TAB: "Apocalipse do Analytics", nas suas palavras, é quando jornalistas descobrem que os leitores não estão lendo o que eles escrevem. Como foi esse momento para você?

Nicholas Johnston: Ao longo da minha carreira, fui tendo mais acesso a dados. E o resultado é um só: ninguém está lendo tanto quanto você pensa, descendo a barra de rolagem ou passando tanto tempo na página o quanto você espera. É difícil para um jornalista encarar essa realidade ancorada em dados. Isso me levou a conversar com leitores e a perguntar o que eles querem, o que me fez confrontar meus piores pesadelos: eu escrevia e eles não liam. Todas as redações estão notando isso agora. É preciso encontrar a audiência onde ela está, e não continuar fazendo jornalismo como se fazia em 1950 ou 1850.

Axios é um modelo que veio para ficar ou uma tendência do momento?

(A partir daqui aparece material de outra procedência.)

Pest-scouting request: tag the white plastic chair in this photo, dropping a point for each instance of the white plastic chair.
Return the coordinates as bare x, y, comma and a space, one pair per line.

NJ: O surgimento do smartphone e das mídias sociais nos fez afogar em informações. Temos uma infinidade de opções ao alcance dos dedos. No celular, posso acessar qualquer filme, livro ou música, posso pedir delivery, pedir um carro, agendar viagens. Nessa guerra por atenção, os jornalistas precisam compreender contra o quê eles estão competindo. Tem uma brincadeira que Mike Allen, um dos fundadores da Axios, faz: "Quem é nosso concorrente? O Tinder, já que você pode mover o dedo e sair num date, em vez de ler notícias". É isso. E vários veículos estão copiando a gente. Tenho diversos memorandos de editores e todos dizem: nossos textos são muito longos, ou muito focados no que importa para o jornalismo impresso e não para o digital — ou, mais especificamente, para o smartphone, que é hoje a janela para o universo.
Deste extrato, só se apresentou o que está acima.